The Rant: Development of the Whole Child, Part Two

I think one thing parents should be very aware of is how the development of movement takes place.   Movement of the ages before birth to age three is especially tied to relationships with other human beings.   I love how Rahima Baldwin Dancy writes about this time period:

This change in consciousness from infancy to three years involves waking up, in the sense that the participatory consciousness of the newborn gradually becomes replaced by a strong sense of self (just try opposing the will of a two-year-old!).  Before this strong sense of I can emerge, the child must first develop language, thinking and memory.

Penetration of the body, which culminates in walking, is a fundamental task of the baby’s first year.  Talking is a key task of the second year.
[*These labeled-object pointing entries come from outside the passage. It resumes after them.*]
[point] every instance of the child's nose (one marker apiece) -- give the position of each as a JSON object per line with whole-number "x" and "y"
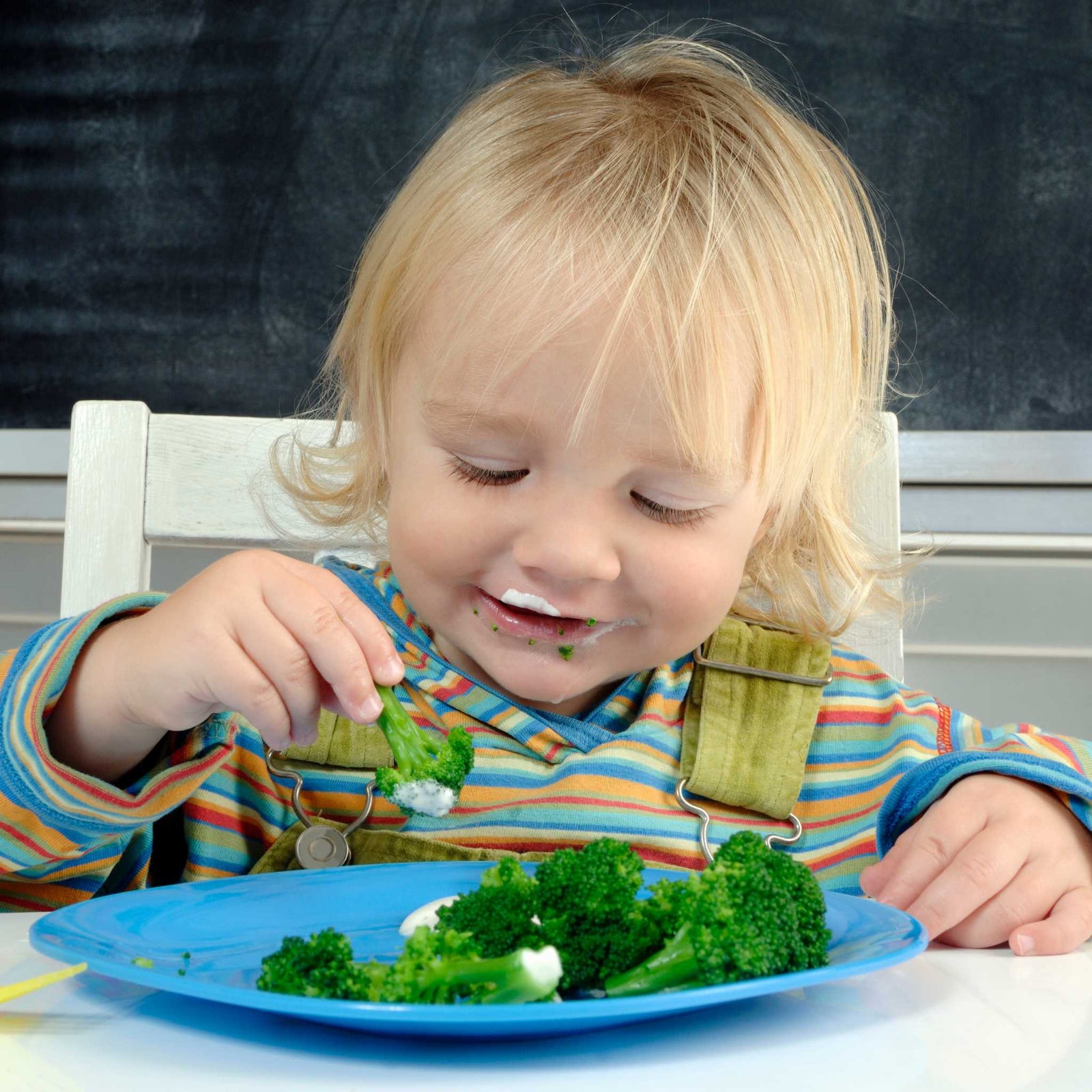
{"x": 569, "y": 541}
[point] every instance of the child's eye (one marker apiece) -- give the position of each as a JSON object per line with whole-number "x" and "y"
{"x": 676, "y": 517}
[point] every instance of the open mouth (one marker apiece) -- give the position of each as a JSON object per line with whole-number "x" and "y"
{"x": 520, "y": 622}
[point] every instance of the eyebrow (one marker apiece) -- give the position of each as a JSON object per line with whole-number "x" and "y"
{"x": 449, "y": 415}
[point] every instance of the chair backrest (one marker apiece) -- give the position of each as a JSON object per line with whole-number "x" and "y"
{"x": 139, "y": 480}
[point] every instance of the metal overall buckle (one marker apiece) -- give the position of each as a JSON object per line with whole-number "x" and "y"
{"x": 318, "y": 846}
{"x": 699, "y": 658}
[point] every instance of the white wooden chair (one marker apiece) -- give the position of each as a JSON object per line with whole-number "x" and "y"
{"x": 139, "y": 480}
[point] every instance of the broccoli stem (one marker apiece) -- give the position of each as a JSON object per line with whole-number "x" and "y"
{"x": 409, "y": 744}
{"x": 523, "y": 975}
{"x": 674, "y": 964}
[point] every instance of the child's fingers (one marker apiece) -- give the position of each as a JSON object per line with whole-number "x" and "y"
{"x": 936, "y": 838}
{"x": 984, "y": 866}
{"x": 287, "y": 666}
{"x": 1026, "y": 898}
{"x": 385, "y": 663}
{"x": 240, "y": 685}
{"x": 1068, "y": 925}
{"x": 326, "y": 642}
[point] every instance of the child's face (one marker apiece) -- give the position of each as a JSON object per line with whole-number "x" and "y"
{"x": 575, "y": 527}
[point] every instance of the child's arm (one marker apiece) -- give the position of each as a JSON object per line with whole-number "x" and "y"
{"x": 995, "y": 860}
{"x": 67, "y": 833}
{"x": 990, "y": 841}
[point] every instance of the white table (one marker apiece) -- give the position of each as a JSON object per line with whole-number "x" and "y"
{"x": 947, "y": 1020}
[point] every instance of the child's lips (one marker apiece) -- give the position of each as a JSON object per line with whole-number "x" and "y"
{"x": 528, "y": 624}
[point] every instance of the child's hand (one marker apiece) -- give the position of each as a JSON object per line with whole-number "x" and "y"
{"x": 265, "y": 636}
{"x": 994, "y": 860}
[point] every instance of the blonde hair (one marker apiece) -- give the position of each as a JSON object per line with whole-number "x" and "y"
{"x": 734, "y": 229}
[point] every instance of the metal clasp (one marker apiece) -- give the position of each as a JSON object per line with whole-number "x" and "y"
{"x": 771, "y": 840}
{"x": 699, "y": 658}
{"x": 328, "y": 848}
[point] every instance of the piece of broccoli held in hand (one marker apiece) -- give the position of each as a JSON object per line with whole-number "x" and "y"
{"x": 587, "y": 902}
{"x": 321, "y": 966}
{"x": 738, "y": 920}
{"x": 498, "y": 915}
{"x": 442, "y": 966}
{"x": 429, "y": 777}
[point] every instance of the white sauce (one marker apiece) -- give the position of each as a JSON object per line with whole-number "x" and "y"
{"x": 425, "y": 915}
{"x": 529, "y": 602}
{"x": 429, "y": 797}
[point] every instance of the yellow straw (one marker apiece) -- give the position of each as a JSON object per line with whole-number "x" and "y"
{"x": 27, "y": 986}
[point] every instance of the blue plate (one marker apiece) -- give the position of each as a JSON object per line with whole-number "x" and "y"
{"x": 229, "y": 925}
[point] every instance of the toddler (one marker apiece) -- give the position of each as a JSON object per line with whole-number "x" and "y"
{"x": 611, "y": 362}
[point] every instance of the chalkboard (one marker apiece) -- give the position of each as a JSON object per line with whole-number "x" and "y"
{"x": 187, "y": 185}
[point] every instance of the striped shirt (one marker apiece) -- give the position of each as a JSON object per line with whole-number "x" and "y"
{"x": 880, "y": 755}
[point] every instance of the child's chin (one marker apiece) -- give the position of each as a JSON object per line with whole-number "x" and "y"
{"x": 536, "y": 680}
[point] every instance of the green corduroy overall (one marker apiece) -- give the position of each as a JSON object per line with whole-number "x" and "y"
{"x": 745, "y": 743}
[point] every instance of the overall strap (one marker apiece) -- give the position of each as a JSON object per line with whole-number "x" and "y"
{"x": 751, "y": 713}
{"x": 344, "y": 743}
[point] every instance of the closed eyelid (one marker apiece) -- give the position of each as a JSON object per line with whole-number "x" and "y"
{"x": 453, "y": 418}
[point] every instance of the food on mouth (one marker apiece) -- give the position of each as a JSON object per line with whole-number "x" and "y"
{"x": 530, "y": 602}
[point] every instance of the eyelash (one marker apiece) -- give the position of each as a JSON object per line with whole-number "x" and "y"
{"x": 478, "y": 475}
And thinking and memory are areas of tremendous development in the third year.  -You Are Your Child’s First Teacher,  page 67.

If we think about this from a sheer physical, materialistic perspective, the brain starts to develop around the third week of gestation and continues to develop throughout the lifespan of the human being.  By age 6, the brain has about 90 percent of its adult volume.  The characteristic gyri and sulci of the brain develop between the weeks of gestational week eight and gestational week 36, with some  development extending into the post-natal period.   The human brain is an unfinished organ,  and Rudolf Steiner saw this and wrote about it — quite a remarkable idea for the early twentieth century, especially considering that the decade of the 1990’s was the decade labeled the “decade of the brain”.  What Steiner added to this thought about the unfinished brain being influenced and developed by movement and the development of the senses was that the soul and spirit within our bodies works on the brain itself, and that the environment works on our internal organs.  The limbs and dexterity of the limbs has much to do with the health of the child in  the physical, social, emotional and intellectual realms.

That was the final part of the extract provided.